My kids at home were filing me in every ten minutes……even as I was starring at the traumatic Livescore internet service that does not tell you much apart from the blinking timing.

When I saw something like a Kenya Goal, I quickly remembered colleagues that were in Calabar and frantically tried to reach them. Got George Aluo and he confirmed that the Kenyans were truly leading! Despite George’s belief that the Eagles were playing well enough for an equalizer and subsequent victory, anguish has an agonizing meaning.

As the match progressed and the minutes ticked painfully towards stoppage time, I did not just know what was happening. I have spoken to quite a couple of people including the President of the NFF, yet I am not in a position to comment authoritatively on the match.

Outside the match, I believe those who said the Nations Cup honeymoon is over, are now beating their chest with “ I told you so” expressions. Outside the match, I believe those who called for a Nations Cup  postmortem are now vindicated. That we needed to come home, analyse and review our success as it were and plot a forward graph.

That, we did not do, wasting time instead on unnecessary bickerings that has now set us backward. If the Kenya draw is a wake up call, I thank the Harambee Stars. I was at the Babayara Stadium in Kumasi when it was finally confirmed that we had forced the Kenyans to a draw and unbelief reigned. For the President of the GFA, it was an opportunity to remind the Black Stars that football can be stupid. That if Kenya can go to Nigeria and be forced to a draw by the Champions of Africa, then they should be careful against Sudan the next day!

Much as I wished we were as emphatic in our post Nations Cup performance like the Ivoriens and the Burkinabe’s I did say I was not going to write about that match until I have the opportunity of seeing a video of it.

Let me talk about a match in which I was physically present, the CAF Confederations Cup encounter between Heartland of Owerri and Union Sportive Bitam of Gabon.

The moment I landed in Owerri, I knew things were not well. The body language of the officials said it all. Confidence was lacking in the team camp and the ambience and atmosphere was that of despair.
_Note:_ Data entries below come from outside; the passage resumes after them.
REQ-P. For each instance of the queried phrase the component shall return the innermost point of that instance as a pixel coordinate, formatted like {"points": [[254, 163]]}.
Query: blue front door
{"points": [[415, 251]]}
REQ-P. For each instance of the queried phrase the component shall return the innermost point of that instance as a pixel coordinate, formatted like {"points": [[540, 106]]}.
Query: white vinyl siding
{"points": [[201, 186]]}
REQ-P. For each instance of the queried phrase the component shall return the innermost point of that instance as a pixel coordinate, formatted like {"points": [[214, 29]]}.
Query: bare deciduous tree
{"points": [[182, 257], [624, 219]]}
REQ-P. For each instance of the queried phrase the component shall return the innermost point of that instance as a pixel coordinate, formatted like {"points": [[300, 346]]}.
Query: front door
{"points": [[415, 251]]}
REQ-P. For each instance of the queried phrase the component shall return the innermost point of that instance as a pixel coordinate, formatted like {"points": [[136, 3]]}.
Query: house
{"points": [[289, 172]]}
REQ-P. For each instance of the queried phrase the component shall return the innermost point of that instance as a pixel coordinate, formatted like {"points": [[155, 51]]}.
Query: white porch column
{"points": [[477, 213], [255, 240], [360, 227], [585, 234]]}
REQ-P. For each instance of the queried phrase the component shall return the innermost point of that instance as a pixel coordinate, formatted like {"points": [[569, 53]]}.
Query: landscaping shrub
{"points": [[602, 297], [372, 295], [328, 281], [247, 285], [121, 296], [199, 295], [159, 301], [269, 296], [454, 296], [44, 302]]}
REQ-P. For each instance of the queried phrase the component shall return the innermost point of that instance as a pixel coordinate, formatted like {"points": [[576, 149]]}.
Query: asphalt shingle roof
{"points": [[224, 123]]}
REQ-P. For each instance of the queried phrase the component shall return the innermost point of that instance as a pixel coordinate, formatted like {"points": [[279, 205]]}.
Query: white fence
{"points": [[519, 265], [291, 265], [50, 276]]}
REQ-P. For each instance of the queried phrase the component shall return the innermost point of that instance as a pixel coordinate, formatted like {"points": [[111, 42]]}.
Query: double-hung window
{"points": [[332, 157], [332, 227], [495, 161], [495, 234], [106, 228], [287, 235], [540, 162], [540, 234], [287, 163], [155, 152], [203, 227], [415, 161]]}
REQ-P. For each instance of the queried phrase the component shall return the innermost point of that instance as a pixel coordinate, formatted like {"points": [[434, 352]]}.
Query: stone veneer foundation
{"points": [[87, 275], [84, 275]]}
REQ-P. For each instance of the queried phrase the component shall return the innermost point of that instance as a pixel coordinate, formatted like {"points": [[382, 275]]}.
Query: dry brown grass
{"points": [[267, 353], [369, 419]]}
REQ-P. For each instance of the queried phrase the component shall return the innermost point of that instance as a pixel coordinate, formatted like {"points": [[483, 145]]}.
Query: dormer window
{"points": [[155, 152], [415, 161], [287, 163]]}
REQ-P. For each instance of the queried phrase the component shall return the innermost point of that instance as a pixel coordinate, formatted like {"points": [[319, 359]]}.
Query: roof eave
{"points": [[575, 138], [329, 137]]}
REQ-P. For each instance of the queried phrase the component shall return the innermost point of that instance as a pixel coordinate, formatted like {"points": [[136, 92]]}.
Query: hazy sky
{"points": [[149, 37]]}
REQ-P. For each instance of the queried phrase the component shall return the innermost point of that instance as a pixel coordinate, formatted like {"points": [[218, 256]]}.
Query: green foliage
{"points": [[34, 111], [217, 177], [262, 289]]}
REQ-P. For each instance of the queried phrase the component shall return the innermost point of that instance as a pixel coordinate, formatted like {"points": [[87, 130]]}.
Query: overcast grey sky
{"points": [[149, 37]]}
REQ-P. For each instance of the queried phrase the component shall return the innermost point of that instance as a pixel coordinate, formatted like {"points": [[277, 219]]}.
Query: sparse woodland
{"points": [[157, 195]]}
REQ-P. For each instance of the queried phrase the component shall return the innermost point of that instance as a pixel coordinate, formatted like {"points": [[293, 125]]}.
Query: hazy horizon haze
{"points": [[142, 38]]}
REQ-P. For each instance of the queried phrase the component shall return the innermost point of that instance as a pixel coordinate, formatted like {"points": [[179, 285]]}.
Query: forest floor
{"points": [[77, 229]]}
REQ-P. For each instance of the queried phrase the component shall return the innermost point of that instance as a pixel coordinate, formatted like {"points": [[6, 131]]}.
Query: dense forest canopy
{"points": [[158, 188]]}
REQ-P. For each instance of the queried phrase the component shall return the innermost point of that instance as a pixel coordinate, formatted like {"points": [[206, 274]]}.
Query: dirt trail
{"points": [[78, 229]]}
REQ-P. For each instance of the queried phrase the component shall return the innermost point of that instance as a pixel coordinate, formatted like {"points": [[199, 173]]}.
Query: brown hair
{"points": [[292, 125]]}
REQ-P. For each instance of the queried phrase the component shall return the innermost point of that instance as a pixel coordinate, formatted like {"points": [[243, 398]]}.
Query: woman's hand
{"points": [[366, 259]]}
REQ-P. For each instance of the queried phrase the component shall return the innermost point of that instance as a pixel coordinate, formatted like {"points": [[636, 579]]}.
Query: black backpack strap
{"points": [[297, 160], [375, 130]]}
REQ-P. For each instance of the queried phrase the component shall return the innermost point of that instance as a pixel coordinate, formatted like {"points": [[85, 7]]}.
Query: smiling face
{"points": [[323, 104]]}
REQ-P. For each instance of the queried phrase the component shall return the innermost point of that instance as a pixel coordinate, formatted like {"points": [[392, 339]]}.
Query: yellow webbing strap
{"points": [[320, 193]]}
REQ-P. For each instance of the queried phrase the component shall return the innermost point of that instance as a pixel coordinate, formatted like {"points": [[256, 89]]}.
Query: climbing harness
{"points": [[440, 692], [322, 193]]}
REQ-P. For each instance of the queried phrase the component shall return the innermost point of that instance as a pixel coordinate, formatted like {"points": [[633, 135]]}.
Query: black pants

Twice, I have seen Governor Rochas in Lagos, come to cart away the Federation Cup, and twice I have been tempted to clap as he spoke glowingly about the team that has helped to re emphasise the history of Imo in Nigeria’s sports circles, five trophies in two years to boot.

   To get to Owerri and discover that the team lacks executive support was disheartening. Bless those governors who will seize this opportunity with both hands to highlight the prowess of their state!

On match day, thirty minutes to kick off the stadium was virtually empty. The stadium itself was nothing to write home about. Chalk was used to write the names of the teams on the score board while the key to the referee’s dressing room is bad.

The team’s dug out is a row of plastic chairs without any protection from the elements and missiles from a disenchanted crowd….this, was certainly not an atmosphere for a continental competition.

Then the team. I have no sympathy for them. I told a friend that the moment they stepped on that turf, they should have known that they were also being given an opportunity to display their wares in an international market. You cannot say because your emoluments have not been paid or promises not kept, you will go out there and dish out sub standard stuff.

They were not just good enough on the day.

The negative tactics and antics of the Gabonese necessitated seven minutes added time, yet even if the referee had given them thirty minutes, there was no how that team would have scored. They were tactically undisciplined in front of goal while the defenders were a sorry sight as the Gabonese came forward.

At the end of ninety minutes with the score at 2-1, the Gabonese jubilated. As far as they were concerned, they need only one goal to proceed. Football is not always like that. I can see Heartland shocking their host if they get the “ motivation and lack of government support phenomenon” out of their system.

I wish I had had the opportunity of talking to them before the match, to tell them that after beating the Gabonese, they progress not only in the competition but in their quest for better football fortunes in the continent.

I want to believe that the team is ready for the massive war this week end that will involve all sort of antics. They should not be surprised but prepared. And you need funds to be ready. Funds to check into another hotel different from the likely bad one that the host will provide. Funds to hire alternative buses and cars. Funds to buy and provide your own meals. When Heartland land in Libreville, they will be transported by air to another city, from there they should brace up for a 100 kilometre drive to Bitam….. they should be prepared and not allow ANYTHING TO WEAR THEM DOWN AND MAKE THEM LOSE FOCUS.

After that, they should go into the field and target that away goal that will restart the match from scratch and come back victorius.

This message is also for all our teams in Africa, especially Pillars who will be tempted to rest on their 4-1 oars ( Ask Heartland their experience last year) and Rangers who must guide against their opponents scoring an away goal here. Good luck Nigeria.